Annual report finds Vermont not meeting greenhouse gas redu…

The Energy Action Network has issued its annual progress report assessing Vermont’s greenhouse gas emissions and how it compares to surrounding states.

The Energy Action Network does independent research and provides an annual progress report for the state of Vermont.

The organization has just released “Assessing Vermont’s climate responsibility: A comparative analysis of per capita emissions.”

Network Executive Director and report co-author Jared Duval said people often hear about statewide total emissions and the differences between large and small states.

“But when it comes to total emissions, not surprisingly, the climate pollution from states largely mirrors their population size,” said Duval. “However if we accept that each state has a responsibility to reduce the pollution that they create, a responsibility in other words to do their fair share, towards meeting science-based pollution reduction targets then per capita emissions become a very important basis of comparison across states to account for differences in population.”

Duval used a chart to illustrate how Vermont is behind both Paris Accord global and state level reductions mandated by the Global Warming Solutions Act.

“Vermont has reduced emissions only 11 percent below 2005 levels although the Paris target and the Solutions Act obligations are at 26 percent reduction below 2005 levels by 2025,” Duval reported. “Vermont also has the second highest per capita climate pollution in New England, behind only New Hampshire, and the third highest in the Northeast with only Pennsylvania and New Hampshire creating more climate pollution per person.”

Report co-author and Network Data Manager and Research Analyst Lena Stier provided an overview of the report’s key findings including the importance of using per capita measurements and using collective mitigation strategies to address greenhouse gas emissions.
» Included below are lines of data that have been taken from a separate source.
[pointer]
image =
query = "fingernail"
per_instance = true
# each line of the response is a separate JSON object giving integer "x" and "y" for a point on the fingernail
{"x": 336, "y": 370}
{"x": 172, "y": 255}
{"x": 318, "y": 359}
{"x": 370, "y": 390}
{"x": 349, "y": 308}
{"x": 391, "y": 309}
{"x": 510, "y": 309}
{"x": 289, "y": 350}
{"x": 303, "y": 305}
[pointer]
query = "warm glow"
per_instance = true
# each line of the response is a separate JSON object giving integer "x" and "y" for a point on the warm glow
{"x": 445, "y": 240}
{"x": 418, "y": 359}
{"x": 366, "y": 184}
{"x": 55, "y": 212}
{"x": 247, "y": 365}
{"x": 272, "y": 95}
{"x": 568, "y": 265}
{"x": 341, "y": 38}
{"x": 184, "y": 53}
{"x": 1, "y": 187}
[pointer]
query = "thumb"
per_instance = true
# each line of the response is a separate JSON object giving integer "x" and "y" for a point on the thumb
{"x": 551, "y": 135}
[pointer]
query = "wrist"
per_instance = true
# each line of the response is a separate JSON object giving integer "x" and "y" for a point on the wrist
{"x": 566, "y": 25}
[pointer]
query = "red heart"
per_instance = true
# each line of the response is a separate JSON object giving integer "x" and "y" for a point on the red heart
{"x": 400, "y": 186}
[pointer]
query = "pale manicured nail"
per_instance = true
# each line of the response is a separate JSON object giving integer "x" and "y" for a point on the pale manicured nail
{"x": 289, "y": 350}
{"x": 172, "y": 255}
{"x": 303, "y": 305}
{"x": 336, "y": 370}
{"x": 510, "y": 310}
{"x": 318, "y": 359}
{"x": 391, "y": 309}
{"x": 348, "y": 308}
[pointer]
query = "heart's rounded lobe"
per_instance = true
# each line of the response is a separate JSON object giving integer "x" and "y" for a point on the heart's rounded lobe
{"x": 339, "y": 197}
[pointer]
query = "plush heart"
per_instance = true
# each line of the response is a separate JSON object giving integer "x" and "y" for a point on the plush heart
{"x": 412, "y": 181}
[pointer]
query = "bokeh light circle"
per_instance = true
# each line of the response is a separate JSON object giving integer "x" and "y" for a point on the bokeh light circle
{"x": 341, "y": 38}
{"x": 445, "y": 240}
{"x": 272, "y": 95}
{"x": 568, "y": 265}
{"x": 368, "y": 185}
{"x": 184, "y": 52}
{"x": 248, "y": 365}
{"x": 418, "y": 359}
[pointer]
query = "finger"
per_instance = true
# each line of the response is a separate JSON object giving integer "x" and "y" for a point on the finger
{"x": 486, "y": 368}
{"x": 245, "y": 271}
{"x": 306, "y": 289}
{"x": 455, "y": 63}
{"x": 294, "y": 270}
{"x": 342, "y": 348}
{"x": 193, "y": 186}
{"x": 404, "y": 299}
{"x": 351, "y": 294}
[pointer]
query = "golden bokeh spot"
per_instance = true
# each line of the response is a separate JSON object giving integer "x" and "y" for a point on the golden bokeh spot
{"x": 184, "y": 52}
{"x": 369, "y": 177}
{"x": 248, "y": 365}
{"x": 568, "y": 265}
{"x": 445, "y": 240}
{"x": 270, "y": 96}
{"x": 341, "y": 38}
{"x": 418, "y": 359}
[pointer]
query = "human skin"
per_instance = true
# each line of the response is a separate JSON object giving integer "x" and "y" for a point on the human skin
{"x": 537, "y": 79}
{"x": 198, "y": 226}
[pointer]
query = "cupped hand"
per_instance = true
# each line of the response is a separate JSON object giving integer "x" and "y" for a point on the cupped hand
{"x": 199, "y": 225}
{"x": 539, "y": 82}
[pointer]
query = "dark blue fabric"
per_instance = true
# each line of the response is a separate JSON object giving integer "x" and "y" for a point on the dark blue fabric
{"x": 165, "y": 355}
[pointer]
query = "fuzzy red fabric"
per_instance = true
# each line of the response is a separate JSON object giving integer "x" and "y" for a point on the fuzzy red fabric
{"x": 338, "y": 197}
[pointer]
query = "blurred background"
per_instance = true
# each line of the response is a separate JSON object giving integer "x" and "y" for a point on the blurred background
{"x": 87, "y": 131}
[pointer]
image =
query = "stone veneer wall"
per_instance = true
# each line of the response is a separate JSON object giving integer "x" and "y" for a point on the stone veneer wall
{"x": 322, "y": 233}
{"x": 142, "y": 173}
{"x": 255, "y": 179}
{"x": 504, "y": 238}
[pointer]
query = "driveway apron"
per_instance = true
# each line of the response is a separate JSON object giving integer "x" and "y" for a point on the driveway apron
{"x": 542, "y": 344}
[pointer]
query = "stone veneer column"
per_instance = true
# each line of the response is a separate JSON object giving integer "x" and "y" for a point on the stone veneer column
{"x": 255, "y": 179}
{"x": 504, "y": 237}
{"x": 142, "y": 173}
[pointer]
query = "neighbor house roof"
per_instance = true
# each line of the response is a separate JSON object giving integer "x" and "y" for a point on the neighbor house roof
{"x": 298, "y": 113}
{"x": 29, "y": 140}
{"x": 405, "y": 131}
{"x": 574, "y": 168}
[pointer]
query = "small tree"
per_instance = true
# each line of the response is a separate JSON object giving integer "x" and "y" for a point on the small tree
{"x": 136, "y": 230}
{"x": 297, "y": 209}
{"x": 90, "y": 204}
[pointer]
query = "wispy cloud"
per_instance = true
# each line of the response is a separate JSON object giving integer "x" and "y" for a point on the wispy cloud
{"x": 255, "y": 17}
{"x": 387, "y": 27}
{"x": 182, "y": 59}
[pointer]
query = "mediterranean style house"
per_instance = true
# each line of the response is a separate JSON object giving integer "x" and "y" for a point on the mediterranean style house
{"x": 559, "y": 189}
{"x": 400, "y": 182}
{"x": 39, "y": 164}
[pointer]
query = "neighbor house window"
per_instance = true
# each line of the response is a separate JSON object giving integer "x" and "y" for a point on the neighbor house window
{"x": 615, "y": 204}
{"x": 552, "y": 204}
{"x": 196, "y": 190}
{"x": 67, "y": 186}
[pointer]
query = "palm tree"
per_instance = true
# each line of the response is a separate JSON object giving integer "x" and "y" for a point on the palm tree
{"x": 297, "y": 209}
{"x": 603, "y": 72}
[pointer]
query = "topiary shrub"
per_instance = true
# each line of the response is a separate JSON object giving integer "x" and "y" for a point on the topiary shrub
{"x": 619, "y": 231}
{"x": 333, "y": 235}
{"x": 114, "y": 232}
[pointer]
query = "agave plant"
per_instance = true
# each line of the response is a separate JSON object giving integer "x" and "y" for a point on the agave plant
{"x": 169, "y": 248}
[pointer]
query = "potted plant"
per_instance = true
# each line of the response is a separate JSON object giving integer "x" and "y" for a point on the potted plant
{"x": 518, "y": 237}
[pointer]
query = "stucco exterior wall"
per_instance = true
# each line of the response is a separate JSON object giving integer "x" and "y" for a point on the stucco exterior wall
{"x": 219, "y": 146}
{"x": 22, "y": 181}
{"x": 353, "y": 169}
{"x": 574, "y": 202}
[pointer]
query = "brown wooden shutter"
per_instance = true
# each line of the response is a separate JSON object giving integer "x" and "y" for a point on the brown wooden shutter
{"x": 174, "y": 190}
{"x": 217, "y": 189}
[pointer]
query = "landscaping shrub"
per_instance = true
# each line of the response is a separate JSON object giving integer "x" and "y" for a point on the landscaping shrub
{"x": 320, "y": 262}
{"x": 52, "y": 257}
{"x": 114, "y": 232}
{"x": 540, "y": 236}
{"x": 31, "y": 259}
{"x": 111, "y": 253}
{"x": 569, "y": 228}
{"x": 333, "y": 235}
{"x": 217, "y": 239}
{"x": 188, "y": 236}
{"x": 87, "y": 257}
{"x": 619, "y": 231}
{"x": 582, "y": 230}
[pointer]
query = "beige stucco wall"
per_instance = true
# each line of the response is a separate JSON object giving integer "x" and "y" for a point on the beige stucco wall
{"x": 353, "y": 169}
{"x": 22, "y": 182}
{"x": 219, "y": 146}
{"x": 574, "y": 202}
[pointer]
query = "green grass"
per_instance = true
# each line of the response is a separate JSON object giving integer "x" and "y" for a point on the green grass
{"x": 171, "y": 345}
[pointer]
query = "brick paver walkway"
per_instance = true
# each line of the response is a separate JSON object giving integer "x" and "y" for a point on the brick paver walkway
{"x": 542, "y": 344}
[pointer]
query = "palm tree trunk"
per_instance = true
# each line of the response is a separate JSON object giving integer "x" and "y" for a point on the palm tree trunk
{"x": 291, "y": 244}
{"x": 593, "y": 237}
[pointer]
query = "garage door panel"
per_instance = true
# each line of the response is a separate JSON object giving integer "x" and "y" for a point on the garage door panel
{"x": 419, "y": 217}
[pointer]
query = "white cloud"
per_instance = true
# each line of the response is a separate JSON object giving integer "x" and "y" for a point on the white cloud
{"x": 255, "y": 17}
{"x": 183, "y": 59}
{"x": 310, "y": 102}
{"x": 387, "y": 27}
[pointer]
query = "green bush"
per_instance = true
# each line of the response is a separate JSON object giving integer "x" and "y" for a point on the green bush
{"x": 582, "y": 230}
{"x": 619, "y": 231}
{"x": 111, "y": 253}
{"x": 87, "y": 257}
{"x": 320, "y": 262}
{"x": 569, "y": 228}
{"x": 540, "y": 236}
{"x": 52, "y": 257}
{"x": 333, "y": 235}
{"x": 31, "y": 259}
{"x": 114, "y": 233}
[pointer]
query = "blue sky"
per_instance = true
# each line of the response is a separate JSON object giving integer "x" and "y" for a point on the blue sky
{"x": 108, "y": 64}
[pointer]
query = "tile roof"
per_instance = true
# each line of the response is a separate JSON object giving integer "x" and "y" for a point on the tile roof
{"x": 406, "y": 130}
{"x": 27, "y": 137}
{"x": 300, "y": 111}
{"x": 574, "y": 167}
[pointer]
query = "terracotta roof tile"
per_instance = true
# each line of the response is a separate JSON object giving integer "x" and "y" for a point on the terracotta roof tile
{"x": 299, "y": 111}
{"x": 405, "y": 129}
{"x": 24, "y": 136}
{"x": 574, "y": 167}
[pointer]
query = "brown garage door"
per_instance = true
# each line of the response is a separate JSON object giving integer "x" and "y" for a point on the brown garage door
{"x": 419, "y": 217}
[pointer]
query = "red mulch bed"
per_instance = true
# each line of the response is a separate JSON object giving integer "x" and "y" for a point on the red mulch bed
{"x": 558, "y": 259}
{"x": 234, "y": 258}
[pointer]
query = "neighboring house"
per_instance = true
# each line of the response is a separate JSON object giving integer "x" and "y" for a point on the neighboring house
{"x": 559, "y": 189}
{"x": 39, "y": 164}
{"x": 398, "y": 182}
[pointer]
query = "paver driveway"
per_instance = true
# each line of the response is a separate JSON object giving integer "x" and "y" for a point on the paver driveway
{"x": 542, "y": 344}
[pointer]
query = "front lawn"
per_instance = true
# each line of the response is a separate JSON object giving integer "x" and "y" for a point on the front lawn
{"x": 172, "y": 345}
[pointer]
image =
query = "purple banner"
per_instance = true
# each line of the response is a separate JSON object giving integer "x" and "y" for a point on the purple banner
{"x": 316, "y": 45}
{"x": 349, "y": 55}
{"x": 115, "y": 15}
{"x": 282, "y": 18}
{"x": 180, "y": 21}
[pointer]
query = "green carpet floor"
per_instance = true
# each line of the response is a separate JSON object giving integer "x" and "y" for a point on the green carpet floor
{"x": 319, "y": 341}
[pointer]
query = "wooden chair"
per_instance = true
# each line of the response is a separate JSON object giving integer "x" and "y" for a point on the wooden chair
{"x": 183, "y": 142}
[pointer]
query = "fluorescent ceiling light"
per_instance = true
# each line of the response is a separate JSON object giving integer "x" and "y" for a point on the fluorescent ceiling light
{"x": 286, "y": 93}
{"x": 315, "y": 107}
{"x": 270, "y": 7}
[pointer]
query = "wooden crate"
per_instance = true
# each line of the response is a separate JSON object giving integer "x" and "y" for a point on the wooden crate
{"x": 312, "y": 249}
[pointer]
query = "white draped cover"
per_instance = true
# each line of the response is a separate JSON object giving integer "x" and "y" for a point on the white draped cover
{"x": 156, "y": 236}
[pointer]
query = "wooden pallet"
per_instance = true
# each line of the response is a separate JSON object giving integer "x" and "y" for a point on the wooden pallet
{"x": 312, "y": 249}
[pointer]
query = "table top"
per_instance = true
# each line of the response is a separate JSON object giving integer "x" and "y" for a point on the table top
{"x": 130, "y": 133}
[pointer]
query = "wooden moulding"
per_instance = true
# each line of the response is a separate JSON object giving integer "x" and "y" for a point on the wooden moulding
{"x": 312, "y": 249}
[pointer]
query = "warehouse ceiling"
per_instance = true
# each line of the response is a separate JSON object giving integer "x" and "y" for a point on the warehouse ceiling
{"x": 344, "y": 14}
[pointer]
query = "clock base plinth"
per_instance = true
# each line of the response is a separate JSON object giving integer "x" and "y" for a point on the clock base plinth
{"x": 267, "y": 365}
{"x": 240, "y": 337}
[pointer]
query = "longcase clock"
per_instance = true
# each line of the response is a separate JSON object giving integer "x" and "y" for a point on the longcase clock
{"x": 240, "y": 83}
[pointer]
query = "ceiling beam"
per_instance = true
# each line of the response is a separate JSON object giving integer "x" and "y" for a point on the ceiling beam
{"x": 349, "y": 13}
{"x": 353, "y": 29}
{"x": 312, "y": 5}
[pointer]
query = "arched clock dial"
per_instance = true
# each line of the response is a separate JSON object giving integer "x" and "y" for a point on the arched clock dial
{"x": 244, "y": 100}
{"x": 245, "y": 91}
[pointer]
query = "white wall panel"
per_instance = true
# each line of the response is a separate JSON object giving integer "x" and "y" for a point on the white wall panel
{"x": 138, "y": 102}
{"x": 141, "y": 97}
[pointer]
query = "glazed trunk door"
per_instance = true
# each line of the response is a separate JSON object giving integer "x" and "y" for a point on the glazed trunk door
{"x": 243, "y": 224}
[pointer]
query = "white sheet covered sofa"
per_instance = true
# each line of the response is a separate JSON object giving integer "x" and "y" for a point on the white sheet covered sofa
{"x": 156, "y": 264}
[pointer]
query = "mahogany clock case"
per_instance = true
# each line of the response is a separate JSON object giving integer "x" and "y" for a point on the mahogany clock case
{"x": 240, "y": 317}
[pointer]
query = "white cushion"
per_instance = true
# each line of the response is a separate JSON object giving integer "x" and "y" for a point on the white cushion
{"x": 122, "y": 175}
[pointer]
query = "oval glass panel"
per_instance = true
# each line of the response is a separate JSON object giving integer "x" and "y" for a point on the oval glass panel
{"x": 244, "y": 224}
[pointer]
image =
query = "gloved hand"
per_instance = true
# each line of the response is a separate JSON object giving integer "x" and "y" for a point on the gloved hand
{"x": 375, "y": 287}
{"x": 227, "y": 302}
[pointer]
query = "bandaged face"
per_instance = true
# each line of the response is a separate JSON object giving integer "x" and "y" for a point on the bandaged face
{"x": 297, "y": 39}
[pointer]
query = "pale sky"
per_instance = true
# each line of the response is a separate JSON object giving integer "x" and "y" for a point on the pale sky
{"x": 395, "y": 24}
“For Vermont specifically, as we mentioned earlier, Vermont has made the least progress toward the 2025 target of the Paris Agreement and also Vermont’s Global Warming Solutions Act target,” said Stier. “It has made the least progress of any state in the Northeast. Vermont’s per capita emissions are the third highest in the whole Northeast and our per capita emissions are more than two times higher than the global average. And then Vermont’s estimated cumulative greenhouse gas pollution since 1850 is higher than over 70 countries worldwide, nearly all or most of which have higher populations.”